Restrict qualifier on class members

Hi,

I’m trying to abstract some special pointers with a class, like in the example program below:

1 #define __remote attribute((address_space(1)))
2 #include <stdint.h>
3
4 __remote int* A;
5 __remote int* B;
6
7 class RemotePtr {
8 private:
9 __remote int* __restrict a;
10
11 public:
12 RemotePtr(__remote int* a) : a(a) {}
13
14 __remote int& at(int n) {
15 return a[n];
16 }
17 };
18
19 int main(int argc, char** argv) {
20 RemotePtr a(A);
21 RemotePtr b(B);
22
23 #pragma unroll 4
24 for(int i=0; i<4; ++i) {
25 a.at(i) += b.at(i);
26 }
27
28 return 0;
29 }

It’s given that pointer a, in each object of the class RemotePtr, is the only pointer that can access the array pointed by it. So, I tried __remote int* __restrict a; (line 9) construct to tell Clang the same. This doesn’t seem to work and I see no noliass in the generated IR. Specifically, I want lines 23-26 optimized assuming no aliasing between A and B. Any reason why Clang shouldn’t annotate memory accesses in lines 23-26 with noaliass taking line 9 into account?

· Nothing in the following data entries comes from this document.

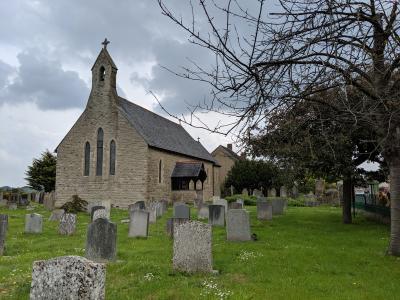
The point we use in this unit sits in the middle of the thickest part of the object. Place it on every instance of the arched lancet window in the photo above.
(102, 73)
(99, 161)
(112, 157)
(159, 171)
(87, 160)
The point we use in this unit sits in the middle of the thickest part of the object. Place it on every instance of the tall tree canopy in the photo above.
(42, 172)
(302, 48)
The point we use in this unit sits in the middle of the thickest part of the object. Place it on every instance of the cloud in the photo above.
(45, 83)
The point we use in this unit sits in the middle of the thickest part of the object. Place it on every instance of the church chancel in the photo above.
(122, 152)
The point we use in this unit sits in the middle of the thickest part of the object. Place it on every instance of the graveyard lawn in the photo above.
(305, 254)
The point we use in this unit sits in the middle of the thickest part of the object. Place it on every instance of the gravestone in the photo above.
(68, 277)
(235, 205)
(67, 224)
(139, 223)
(203, 212)
(264, 209)
(182, 211)
(192, 250)
(278, 206)
(238, 225)
(222, 202)
(100, 213)
(216, 215)
(101, 241)
(56, 215)
(3, 232)
(33, 223)
(93, 209)
(171, 223)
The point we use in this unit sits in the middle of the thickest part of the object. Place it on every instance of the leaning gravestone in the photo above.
(238, 225)
(56, 215)
(216, 215)
(264, 209)
(33, 223)
(3, 232)
(222, 202)
(67, 224)
(203, 212)
(172, 223)
(68, 277)
(101, 241)
(192, 247)
(93, 209)
(139, 223)
(182, 211)
(100, 213)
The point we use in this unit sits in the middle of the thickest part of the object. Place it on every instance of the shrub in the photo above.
(76, 205)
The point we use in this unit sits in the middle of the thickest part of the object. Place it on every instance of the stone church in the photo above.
(121, 152)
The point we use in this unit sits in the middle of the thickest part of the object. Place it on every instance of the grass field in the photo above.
(305, 254)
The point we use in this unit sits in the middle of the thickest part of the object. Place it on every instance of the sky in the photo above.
(47, 49)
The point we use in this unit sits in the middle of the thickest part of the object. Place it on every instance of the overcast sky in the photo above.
(47, 49)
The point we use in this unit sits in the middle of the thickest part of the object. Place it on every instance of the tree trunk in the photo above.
(394, 168)
(347, 199)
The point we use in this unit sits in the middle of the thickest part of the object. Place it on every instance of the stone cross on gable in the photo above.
(105, 43)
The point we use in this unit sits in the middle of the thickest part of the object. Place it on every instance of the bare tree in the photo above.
(297, 51)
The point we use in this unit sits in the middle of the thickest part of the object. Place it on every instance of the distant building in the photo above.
(226, 158)
(121, 152)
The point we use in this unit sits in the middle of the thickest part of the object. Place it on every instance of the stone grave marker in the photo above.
(68, 277)
(100, 213)
(192, 250)
(222, 202)
(182, 211)
(235, 205)
(139, 223)
(203, 212)
(264, 209)
(33, 223)
(216, 215)
(67, 224)
(101, 241)
(3, 232)
(56, 215)
(171, 223)
(238, 225)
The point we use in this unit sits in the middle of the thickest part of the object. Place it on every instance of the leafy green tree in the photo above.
(42, 173)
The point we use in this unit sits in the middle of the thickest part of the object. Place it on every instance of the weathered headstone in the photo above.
(264, 209)
(68, 277)
(192, 247)
(216, 215)
(56, 215)
(235, 205)
(238, 225)
(203, 212)
(100, 213)
(101, 242)
(182, 211)
(33, 223)
(222, 202)
(171, 223)
(67, 224)
(139, 223)
(3, 232)
(93, 209)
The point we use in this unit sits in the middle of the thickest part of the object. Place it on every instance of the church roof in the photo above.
(161, 133)
(187, 169)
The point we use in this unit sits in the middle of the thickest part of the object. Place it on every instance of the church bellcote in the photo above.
(104, 71)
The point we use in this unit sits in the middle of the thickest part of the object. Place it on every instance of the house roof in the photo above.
(187, 169)
(161, 133)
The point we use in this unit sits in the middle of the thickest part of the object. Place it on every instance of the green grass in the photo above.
(305, 254)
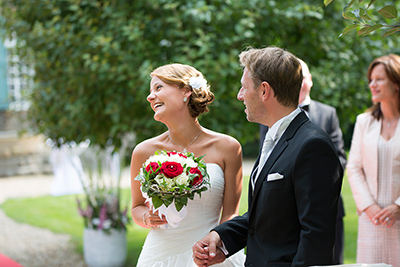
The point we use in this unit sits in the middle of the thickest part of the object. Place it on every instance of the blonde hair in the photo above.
(180, 74)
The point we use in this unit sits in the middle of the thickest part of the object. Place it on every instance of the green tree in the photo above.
(370, 16)
(92, 59)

The higher level problem is this: is there a way to compile lines 23-26 assuming no aliasing between A and B, by just doing something in the RemotePtr class (so that main is clear of ugly code)? If that’s not possible, is there a way to tell Clang that lines 23-26 should assume no aliasing at all, by some pragma?

Thank you,
Bandhav

Hi Bandhav,

Jeroen Dobbelaere (CC’ed) is currently working on support for restrict qualified local variables and struct members.

The patches exist but are not merged yet. If you want to give it a try apply .

Initially I could only think of this solution for your problem:

Michael (CC’ed) might now another annotation to get llvm.access metadata for the loop, which should do what you intend.

Cheers,

Johannes

Unfortunately https://llvm.org/docs/LangRef.html#llvm-loop-parallel-accesses-metadata
is not a solution here. A loop-parallel access does not imply
non-aliasing. The obvious case is when only reading from a location,
but even when a location is written to I'd be careful to deduce that
they do not alias since it might be a "benign data race" or the value
never used. Additionally, LLVM's loop unroller is known to now handle
noalias metadata correctly as it just copies it.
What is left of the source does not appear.